Afterwards, people that want to tackle different use-cases can submit a new PEP outlining their needs and proposing additions, either to the config itself or the config discovery, if needed.

1 Like

Coming back to the index proposal, here’s a bunch of questions for the PEP to answer:

  • Should we take indexes as a list of strings, even if there’s only 1?
  • How many places do we want to allow this configuration to be loaded from?
  • How do the various files interact with each other? Merge with override (similar to dict.update)?

If you want some novelty that’ll create more design+concensus building work:

  • Do we want to have “index shadowing”? This would be something like pkgA is in the first index, use it from there and don’t look if there’s an newer version in index B.
2 Likes

As I mentioned above, I think it would be best to just leave the scope of this PEP to one location.

1 Like

However many locations is fine, provided they are well defined (for all platforms we care to define them for) and the interactions between them are well defined (i.e. append vs. prepend vs. replace vs. final).

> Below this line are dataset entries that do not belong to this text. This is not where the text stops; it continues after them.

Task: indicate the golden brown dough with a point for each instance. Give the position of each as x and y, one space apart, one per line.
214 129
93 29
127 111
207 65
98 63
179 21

I don’t think it has to change pip’s current settings at all, just provides another default location to load the values from. If pip’s own config/env/CLI exists, then that can take precedence for pip.

I would like to have this, or something to this effect (I’d prefer an index constraint for packages listed in a constraints file, I think…), but it’s out of scope for this.

Arguably the only thing that is needed for specifying indexes is a name=url mapping, so that “–index foo” and “-r foo” and “–channel foo” in three different tools can all look up foo in the same place.

And perhaps it is most easily handled by just adding it to packaging and saying “dear tool developer, this isn’t a formal standard, but if you want to save yourself the trouble of choosing where to put config files and writing docs for your users, you can just use this”, which is at least as compelling as a written standard would be.

1 Like

I’m not clear what the actual use case for this feature is, so I have no real feel for whether pip’s config taking precendence is actually useful behaviour. What would someone putting a setting in this new file be expecting to happen?

1 Like

I’ve begun drafting something.

This is something I’ve not thought of before. What would the ideal default behavior be here, if this was a per-repository attribute?

I’m guessing you normally don’t want “shadowing”, if you think of it as “variable shadowing”?
Meaning, if you had shadow=false, a pkg was found in index1 and index2, it would take it from index1. Right?

EDIT: Managed to get the logic wrong in my example…

1 Like

Pip’s documented behaviour is that it’s undefined. If you have files for package-a version X.Y in both index1 and index2, then you can take either as they are expected to be identical.

In reality pip does pick one over the other, but it’s implementation-defined. This is a contentious behaviour (it’s linked to the “dependency confusion” debate that happened not too long ago). Whatever you decide, someone’s bound to hate you :wink:

There are two types of shadowing in play here:

  1. When the same package and version appears in both index A and B prefer A or B over the other.

  2. When the same package appears in both index A and B, and no specific version was requested, use the highest compatible version from A (or B) even if there is a newer version in B (or A).

2 Likes

It has been a bit silent here. Just want to chime in and say I am still drafting something up together with a few others. Will post the link to the draft and invite everyone to the party as soon as we have ironed out the basics.

I don’t want to give you an ETA, really. Life with work, family and kids makes these things always take a bit longer than you expect. :slight_smile:

EDIT: By the way, I’m doing this because I thought it would be rewarding to have the experience of - and interesting to be part of - drafting a PEP. So I don’t know how the process is usually like. Please don’t take offence if you feel I am going about this the wrong way. Let me know what you think!

The conversation over at my draft has gone stale for some time and so I’m posting it here:

If anyone has any input/feedback, that would be greatly appreciated. I think that what’s the top priority right now is to define the scope, to avoid scope creep here.